Incredible how resilient Claude models have been for best-in-coding class.

[1] But by only about 1%, and inclusive of Claude's "custom scaffold" augmentation (which in practice I assume almost no one uses?). The new OpenAI models might still be effectively best in class now (or likely beating Claude with similar augmentation?).

Claude got 63.2% according to the swebench.com leaderboard (listed as "Tools + Claude 3.7 Sonnet (2025-02-24)).[0] OpenAI said they got 69.1% in their blog post.

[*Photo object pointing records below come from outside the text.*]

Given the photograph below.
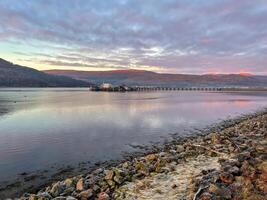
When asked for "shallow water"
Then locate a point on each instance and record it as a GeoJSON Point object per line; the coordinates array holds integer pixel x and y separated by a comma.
{"type": "Point", "coordinates": [40, 128]}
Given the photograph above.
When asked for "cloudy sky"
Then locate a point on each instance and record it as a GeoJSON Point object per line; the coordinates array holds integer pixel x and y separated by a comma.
{"type": "Point", "coordinates": [174, 36]}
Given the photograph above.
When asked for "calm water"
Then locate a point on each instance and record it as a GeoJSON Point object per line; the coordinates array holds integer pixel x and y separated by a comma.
{"type": "Point", "coordinates": [43, 127]}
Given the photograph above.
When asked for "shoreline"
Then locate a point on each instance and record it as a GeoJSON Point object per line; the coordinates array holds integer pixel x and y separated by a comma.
{"type": "Point", "coordinates": [97, 181]}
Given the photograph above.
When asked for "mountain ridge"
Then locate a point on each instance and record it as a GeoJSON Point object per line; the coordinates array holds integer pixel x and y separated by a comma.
{"type": "Point", "coordinates": [142, 77]}
{"type": "Point", "coordinates": [13, 75]}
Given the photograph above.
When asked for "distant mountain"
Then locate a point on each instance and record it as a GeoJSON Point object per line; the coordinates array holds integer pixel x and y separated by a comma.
{"type": "Point", "coordinates": [12, 75]}
{"type": "Point", "coordinates": [140, 77]}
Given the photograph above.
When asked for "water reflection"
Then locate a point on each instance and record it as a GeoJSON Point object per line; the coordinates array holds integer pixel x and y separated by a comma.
{"type": "Point", "coordinates": [45, 127]}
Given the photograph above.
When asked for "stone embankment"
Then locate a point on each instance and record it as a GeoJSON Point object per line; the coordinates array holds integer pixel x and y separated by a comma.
{"type": "Point", "coordinates": [228, 164]}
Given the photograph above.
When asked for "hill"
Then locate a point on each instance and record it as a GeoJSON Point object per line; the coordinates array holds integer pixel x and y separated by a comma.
{"type": "Point", "coordinates": [140, 77]}
{"type": "Point", "coordinates": [12, 75]}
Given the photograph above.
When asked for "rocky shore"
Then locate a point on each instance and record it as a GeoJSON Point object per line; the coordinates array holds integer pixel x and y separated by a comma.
{"type": "Point", "coordinates": [229, 162]}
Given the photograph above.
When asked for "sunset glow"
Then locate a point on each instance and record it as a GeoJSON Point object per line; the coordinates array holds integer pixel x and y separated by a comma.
{"type": "Point", "coordinates": [207, 37]}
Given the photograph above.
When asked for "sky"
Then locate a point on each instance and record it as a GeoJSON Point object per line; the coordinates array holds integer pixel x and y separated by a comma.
{"type": "Point", "coordinates": [165, 36]}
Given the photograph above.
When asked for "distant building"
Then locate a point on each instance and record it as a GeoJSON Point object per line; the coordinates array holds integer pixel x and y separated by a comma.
{"type": "Point", "coordinates": [105, 86]}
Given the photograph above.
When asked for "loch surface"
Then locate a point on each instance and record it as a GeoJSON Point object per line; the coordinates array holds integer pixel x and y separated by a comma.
{"type": "Point", "coordinates": [40, 128]}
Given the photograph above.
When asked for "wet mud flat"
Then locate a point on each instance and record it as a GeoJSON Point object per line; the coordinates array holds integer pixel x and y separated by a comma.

[0] swebench.com/#verified

OpenAI have not shown themselves to be trustworthy, I'd take their claims with a few solar masses of salt
Yes, however Claude advertised 70.3%[1] on SWE bench verified when using the following scaffolding:

> For Claude 3.7 Sonnet and Claude 3.5 Sonnet (new), we use a much simpler approach with minimal scaffolding, where the model decides which commands to run and files to edit in a single session. Our main “no extended thinking” pass@1 result simply equips the model with the two tools described here—a bash tool, and a file editing tool that operates via string replacements—as well as the “planning tool” mentioned above in our TAU-bench results.

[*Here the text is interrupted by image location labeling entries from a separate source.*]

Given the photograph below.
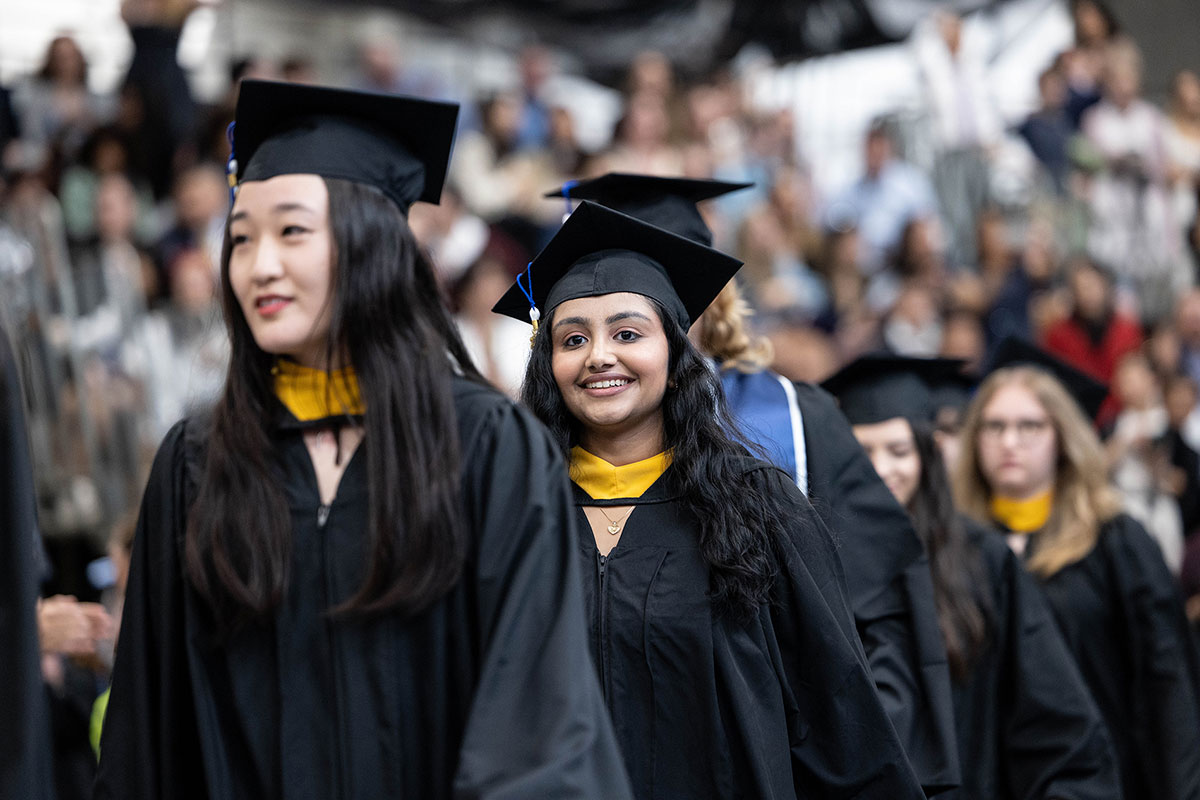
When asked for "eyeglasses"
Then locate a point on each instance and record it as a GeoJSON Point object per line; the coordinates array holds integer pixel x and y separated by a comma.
{"type": "Point", "coordinates": [1027, 431]}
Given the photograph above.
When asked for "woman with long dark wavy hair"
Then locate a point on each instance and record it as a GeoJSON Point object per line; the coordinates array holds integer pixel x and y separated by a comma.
{"type": "Point", "coordinates": [719, 620]}
{"type": "Point", "coordinates": [1027, 727]}
{"type": "Point", "coordinates": [355, 579]}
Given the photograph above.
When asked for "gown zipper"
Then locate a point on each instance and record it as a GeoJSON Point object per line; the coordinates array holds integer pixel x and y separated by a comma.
{"type": "Point", "coordinates": [603, 612]}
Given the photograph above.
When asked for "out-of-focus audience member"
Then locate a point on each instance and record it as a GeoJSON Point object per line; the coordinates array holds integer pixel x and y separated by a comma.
{"type": "Point", "coordinates": [966, 126]}
{"type": "Point", "coordinates": [201, 198]}
{"type": "Point", "coordinates": [888, 196]}
{"type": "Point", "coordinates": [1048, 131]}
{"type": "Point", "coordinates": [1097, 335]}
{"type": "Point", "coordinates": [1182, 137]}
{"type": "Point", "coordinates": [105, 154]}
{"type": "Point", "coordinates": [1180, 396]}
{"type": "Point", "coordinates": [55, 106]}
{"type": "Point", "coordinates": [499, 346]}
{"type": "Point", "coordinates": [1096, 29]}
{"type": "Point", "coordinates": [156, 90]}
{"type": "Point", "coordinates": [1139, 461]}
{"type": "Point", "coordinates": [1133, 221]}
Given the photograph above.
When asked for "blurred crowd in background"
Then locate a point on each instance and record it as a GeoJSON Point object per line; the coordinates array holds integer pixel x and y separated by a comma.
{"type": "Point", "coordinates": [113, 208]}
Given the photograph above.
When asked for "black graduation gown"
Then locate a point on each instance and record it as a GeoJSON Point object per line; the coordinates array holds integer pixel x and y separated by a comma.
{"type": "Point", "coordinates": [25, 751]}
{"type": "Point", "coordinates": [1122, 619]}
{"type": "Point", "coordinates": [707, 707]}
{"type": "Point", "coordinates": [490, 693]}
{"type": "Point", "coordinates": [891, 589]}
{"type": "Point", "coordinates": [1027, 726]}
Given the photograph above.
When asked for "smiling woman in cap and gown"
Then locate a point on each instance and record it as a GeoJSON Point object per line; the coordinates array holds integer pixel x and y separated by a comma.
{"type": "Point", "coordinates": [718, 613]}
{"type": "Point", "coordinates": [1027, 727]}
{"type": "Point", "coordinates": [802, 431]}
{"type": "Point", "coordinates": [357, 577]}
{"type": "Point", "coordinates": [1032, 467]}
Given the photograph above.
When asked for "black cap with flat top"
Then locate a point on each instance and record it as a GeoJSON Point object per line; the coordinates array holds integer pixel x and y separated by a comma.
{"type": "Point", "coordinates": [669, 203]}
{"type": "Point", "coordinates": [599, 251]}
{"type": "Point", "coordinates": [883, 386]}
{"type": "Point", "coordinates": [401, 145]}
{"type": "Point", "coordinates": [1014, 352]}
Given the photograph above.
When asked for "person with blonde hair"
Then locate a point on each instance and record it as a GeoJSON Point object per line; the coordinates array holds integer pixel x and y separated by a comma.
{"type": "Point", "coordinates": [1032, 465]}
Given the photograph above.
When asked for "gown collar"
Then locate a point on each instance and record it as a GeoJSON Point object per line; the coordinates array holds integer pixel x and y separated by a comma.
{"type": "Point", "coordinates": [604, 481]}
{"type": "Point", "coordinates": [1023, 516]}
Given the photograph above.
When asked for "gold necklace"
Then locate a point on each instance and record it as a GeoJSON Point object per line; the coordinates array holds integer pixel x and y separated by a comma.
{"type": "Point", "coordinates": [615, 524]}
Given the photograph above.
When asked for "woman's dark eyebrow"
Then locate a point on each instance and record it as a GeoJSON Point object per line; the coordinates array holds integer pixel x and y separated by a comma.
{"type": "Point", "coordinates": [570, 320]}
{"type": "Point", "coordinates": [627, 314]}
{"type": "Point", "coordinates": [615, 318]}
{"type": "Point", "coordinates": [277, 209]}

Arguably this shouldn't be counted though?

[1] https://www.anthropic.com/_next/image?url=https%3A%2F%2Fwww-...

I think you may have misread the footnote. That simpler setup results in the 62.3%/63.7% score. The 70.3% score results from a high-compute parallel setup with rejection sampling and ranking:

> For our “high compute” number we adopt additional complexity and parallel test-time compute as follows:

> We sample multiple parallel attempts with the scaffold above

> We discard patches that break the visible regression tests in the repository, similar to the rejection sampling approach adopted by Agentless; note no hidden test information is used.

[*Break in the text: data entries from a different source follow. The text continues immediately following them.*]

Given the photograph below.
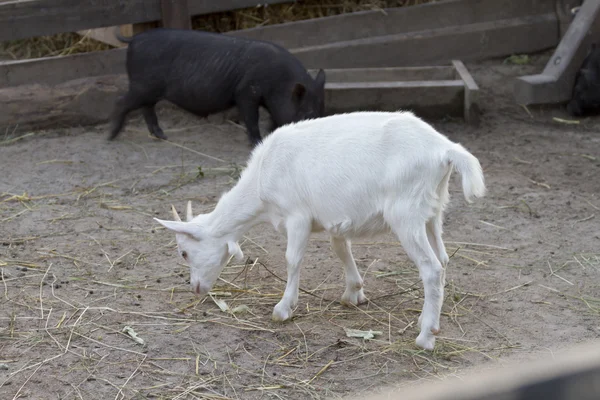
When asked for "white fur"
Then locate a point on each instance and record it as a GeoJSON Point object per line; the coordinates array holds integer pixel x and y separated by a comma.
{"type": "Point", "coordinates": [353, 175]}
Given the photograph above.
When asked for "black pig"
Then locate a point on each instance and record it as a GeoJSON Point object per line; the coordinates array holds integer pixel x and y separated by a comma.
{"type": "Point", "coordinates": [205, 73]}
{"type": "Point", "coordinates": [586, 91]}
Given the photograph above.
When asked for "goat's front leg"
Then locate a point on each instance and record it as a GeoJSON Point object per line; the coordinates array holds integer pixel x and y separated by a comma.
{"type": "Point", "coordinates": [353, 295]}
{"type": "Point", "coordinates": [298, 232]}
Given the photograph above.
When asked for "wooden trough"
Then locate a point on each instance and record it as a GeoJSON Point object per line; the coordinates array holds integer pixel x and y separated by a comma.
{"type": "Point", "coordinates": [431, 91]}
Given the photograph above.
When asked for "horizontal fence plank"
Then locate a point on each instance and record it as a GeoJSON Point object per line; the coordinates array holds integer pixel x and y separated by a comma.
{"type": "Point", "coordinates": [427, 99]}
{"type": "Point", "coordinates": [24, 19]}
{"type": "Point", "coordinates": [468, 42]}
{"type": "Point", "coordinates": [366, 24]}
{"type": "Point", "coordinates": [388, 74]}
{"type": "Point", "coordinates": [56, 70]}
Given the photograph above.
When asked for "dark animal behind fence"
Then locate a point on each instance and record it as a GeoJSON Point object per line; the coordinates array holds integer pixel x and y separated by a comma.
{"type": "Point", "coordinates": [205, 73]}
{"type": "Point", "coordinates": [586, 91]}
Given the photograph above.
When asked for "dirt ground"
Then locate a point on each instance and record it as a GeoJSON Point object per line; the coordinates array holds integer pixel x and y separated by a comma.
{"type": "Point", "coordinates": [81, 259]}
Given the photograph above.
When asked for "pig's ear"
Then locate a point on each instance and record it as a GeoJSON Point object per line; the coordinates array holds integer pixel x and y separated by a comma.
{"type": "Point", "coordinates": [320, 78]}
{"type": "Point", "coordinates": [298, 91]}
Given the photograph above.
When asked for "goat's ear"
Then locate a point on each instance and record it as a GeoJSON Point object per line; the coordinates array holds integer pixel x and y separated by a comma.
{"type": "Point", "coordinates": [235, 250]}
{"type": "Point", "coordinates": [186, 228]}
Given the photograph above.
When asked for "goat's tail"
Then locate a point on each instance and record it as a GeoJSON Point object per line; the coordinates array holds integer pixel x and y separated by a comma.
{"type": "Point", "coordinates": [470, 170]}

> We then rank the remaining attempts with a scoring model similar to our results on GPQA and AIME described in our research post and choose the best one for the submission.

> This results in a score of 70.3% on the subset of n=489 verified tasks which work on our infrastructure. Without this scaffold, Claude 3.7 Sonnet achieves 63.7% on SWE-bench Verified using this same subset.

Somehow completely missed that, thanks!

I think reading this makes it even clearer that the 70.3% score should just be discarded from the benchmarks. "I got a 7%-8% higher SWE benchmark score by doing a bunch of extra work and sampling a ton of answers" is not something a typical user is going to have already set up when logging onto Claude and asking it a SWE style question.

Personally, it seems like an illegitimate way to juice the numbers to me (though Claude was transparent with what they did so it's all good, and it's not uninteresting to know you can boost your score by 8% with the right tooling).

Gemini 2.5 Pro is widely considered superior to 3.7 Sonnet now by heavy users, but they don't have an SWE-bench score. Shows that looking at one such benchmark isn't very telling. Main advantage over Sonnet being that it's better at using a large amount of context, which is enormously helpful during coding tasks.

Sonnet is still an incredibly impressive model as it held the crown for 6 months, which may as well be a decade with the current pace of LLM improvement.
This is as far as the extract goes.